Russia and Eastern Europe are the regions least likely to agree that vaccines are either 'safe' or 'effective'. In these locations, people with higher levels of science education consistently have lower levels of confidence in vaccines.
For this research, responses were collected from more than 140,000 people in over 140 countries.
For those who question the necessity of vaccinations, Russia is a good place to find likeminded people.
According to a worldwide study performed by the Wellcome Global Monitor, less than 50% of the people in Russia believe that vaccines are safe. And Russia is not alone — Worldwide, Eastern Europeans are the least likely to agree that vaccines are effective.
The Russian Orthodox Church has gone on record, officially opposing compulsory vaccinations of children. And according to this international study, a huge cross-section of Russian citizens share the Church's hesitancy in regard to vaccines.
The Wellcome Global Monitor is part of the Gallup World Poll. They collected responses from more than 140,000 people in over 140 countries, and they asked people specifically about vaccines.

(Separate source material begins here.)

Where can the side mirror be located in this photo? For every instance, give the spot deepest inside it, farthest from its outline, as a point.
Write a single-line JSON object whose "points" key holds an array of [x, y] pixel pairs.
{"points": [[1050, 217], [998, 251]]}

They highlighted pockets of doubt regarding the safety of vaccines in certain regions and demographic groups. For example, people in several higher-income regions are among the least certain about vaccine safety. Only 72% of people in Northern America and 73% in Northern Europe 'agree' that vaccines are safe, and the figure is as low as 59% in Western Europe, and 50% in Eastern Europe.

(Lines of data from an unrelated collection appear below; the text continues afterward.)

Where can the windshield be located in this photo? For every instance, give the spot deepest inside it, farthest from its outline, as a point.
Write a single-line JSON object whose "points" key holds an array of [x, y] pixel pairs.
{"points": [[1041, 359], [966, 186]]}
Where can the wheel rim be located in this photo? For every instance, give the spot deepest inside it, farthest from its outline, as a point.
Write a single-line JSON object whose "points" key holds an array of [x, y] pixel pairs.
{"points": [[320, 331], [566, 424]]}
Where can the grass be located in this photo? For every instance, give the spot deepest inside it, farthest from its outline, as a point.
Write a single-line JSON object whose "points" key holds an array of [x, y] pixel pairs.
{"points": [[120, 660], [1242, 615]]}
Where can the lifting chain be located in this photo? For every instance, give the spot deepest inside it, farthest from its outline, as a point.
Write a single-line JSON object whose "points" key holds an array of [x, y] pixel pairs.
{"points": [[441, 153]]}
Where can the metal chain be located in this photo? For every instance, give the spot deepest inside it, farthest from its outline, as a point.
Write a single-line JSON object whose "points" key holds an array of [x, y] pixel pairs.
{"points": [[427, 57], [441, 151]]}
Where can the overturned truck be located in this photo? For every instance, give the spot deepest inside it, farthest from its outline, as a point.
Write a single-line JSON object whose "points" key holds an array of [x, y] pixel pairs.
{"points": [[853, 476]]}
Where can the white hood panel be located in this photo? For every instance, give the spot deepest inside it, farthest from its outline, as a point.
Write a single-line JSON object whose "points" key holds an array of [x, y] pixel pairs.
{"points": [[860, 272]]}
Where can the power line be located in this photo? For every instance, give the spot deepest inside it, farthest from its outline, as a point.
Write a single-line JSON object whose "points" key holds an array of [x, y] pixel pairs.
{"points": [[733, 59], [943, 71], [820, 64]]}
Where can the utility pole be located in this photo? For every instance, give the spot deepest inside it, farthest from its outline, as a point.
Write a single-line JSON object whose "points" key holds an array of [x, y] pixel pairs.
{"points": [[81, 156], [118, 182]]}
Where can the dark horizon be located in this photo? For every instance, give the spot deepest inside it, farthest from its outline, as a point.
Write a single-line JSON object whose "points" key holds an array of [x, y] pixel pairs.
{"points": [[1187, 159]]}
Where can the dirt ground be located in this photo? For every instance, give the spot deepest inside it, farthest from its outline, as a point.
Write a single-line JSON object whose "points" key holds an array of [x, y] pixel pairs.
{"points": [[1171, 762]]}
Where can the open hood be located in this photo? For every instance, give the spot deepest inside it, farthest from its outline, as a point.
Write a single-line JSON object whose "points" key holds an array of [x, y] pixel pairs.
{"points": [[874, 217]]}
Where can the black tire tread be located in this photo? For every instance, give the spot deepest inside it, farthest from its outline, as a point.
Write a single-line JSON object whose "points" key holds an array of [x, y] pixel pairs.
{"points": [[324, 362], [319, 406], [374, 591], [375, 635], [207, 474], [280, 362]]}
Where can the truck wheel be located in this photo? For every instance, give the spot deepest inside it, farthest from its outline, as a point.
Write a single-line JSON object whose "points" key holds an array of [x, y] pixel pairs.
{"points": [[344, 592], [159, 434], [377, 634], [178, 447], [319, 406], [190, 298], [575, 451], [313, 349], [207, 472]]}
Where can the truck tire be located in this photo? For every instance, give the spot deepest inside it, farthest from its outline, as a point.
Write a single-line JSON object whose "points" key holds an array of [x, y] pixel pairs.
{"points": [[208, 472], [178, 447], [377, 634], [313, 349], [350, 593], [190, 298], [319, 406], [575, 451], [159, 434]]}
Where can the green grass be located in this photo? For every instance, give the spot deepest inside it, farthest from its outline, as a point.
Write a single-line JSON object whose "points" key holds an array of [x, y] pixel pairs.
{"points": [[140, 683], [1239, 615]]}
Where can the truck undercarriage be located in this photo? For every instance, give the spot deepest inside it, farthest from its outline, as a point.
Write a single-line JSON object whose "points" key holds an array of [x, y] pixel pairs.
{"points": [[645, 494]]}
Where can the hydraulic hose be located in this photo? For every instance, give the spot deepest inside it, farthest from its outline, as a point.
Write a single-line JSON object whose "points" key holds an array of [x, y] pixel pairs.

By contrast, an overwhelming majority of people in lower-income areas 'agree' ('somewhat' or 'strongly') that vaccines are safe. The highest such proportions are in South Asia, where 95% of people said they 'agree' that vaccines are safe, and in Eastern Africa, where the figure stands at 92%.
Eastern Europe, in particular, revealed the world's lowest confidence in vaccinations. When asked whether vaccines are safe, the total number of people responding either 'strongly agree' or 'somewhat agree' barely reached 50%. And specifically in Russia and Ukraine, the numbers were even lower.
Eastern European countries that are outside the EU generally had lower percentages of people who trust vaccines, compared to countries that are in the EU.
There is substantial variation by country in Eastern Europe, with country-level results significantly below the population-weighted regional figure of 50% in the following countries: Ukraine (29%), Belarus (41%), and Bulgaria (44%). The results for the following countries are above the regional aggregate: Czech Republic (69%), Hungary (79%) Poland (81%), Romania (69%) and Slovakia (77%). The weighted regional aggregate is affected by Russia's large population, where the figure stands at 48%.
Specifically in Russia and Eastern Europe, people with higher levels of science education consistently had lower levels of confidence in vaccines. Meanwhile, in Northern Europe and Northern America, the reverse was true. This disparity suggests that putting out more scientific information, or trying to educate more people, will not necessarily change minds on this issue.
Vaccine usage is declining throughout most of Eastern Europe. And this isn't surprising, considering that this region is by far the least likely to agree that vaccines are either 'safe' or 'effective'.